El trabajo de la hoja es difícil de ver. Para el arte de Athey, esta dificultad es una virtud, no un vicio. Experimentar la inevitable materialidad física del cuerpo y la sangre en una ejecución ritual no puede dejar de invocar el sacramento cristiano de la Eucaristía. Este es un tema con una larga historia en el arte religioso occidental, pero aquí está en un contexto puramente secular.

La escena, lejos de modelar el comportamiento desviado asumido por un espectador, crea una incomodidad retorcida. Estás en un espacio de arte, después de todo, y todo lo que se supone que debes hacer es mirar.

Un par de botas hasta los muslos y otros artículos se exhiben en un museo.

Vista de instalación de “Queer Communion: Ron Athey” en ICA LA.

(Jeff McLane)

Esto obliga a una aceptación concentrada de normas aparentemente poco exigentes. Uno podría pensar que el pan y el vino sacramentales son solo metáforas, pero los seguidores de la religión han creído desde los primeros siglos en su transformación milagrosa en cuerpos reales y sangre para ingerir.

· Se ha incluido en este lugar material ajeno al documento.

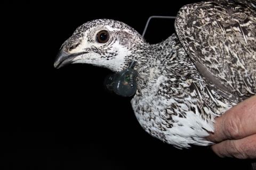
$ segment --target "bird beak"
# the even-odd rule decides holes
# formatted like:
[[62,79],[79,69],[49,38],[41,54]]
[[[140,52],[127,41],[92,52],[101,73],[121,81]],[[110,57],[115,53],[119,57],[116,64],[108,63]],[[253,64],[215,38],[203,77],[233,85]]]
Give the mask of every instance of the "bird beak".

Athey, de 59 años, nació en una familia pentecostal fundamentalista. Después de que su padre desapareció y su madre esquizofrénica fue hospitalizada, creció con una abuela. Su entusiasmo por las reuniones teatrales y curativas de avivamiento en todo el interior del sur de California fue el motivo de las salidas familiares regulares.

Ser gay no encajaba en este programa hiperreligioso a menos que el artista asumiera los extravagantes compromisos teatrales de la fe. A medida que maduraba y comenzaba a abrazar el nuevo género de las artes escénicas, una actividad marginal dio paso a otra.

Athey es un artista autodidacta. Su trabajo de performance elaborado con trajes elaborados, a menudo sadomasoquista, hace que el extravagante hucksterismo típico de los antiguos curanderos como Kathryn Kuhlman o Oral Roberts parezca sombrío y digno.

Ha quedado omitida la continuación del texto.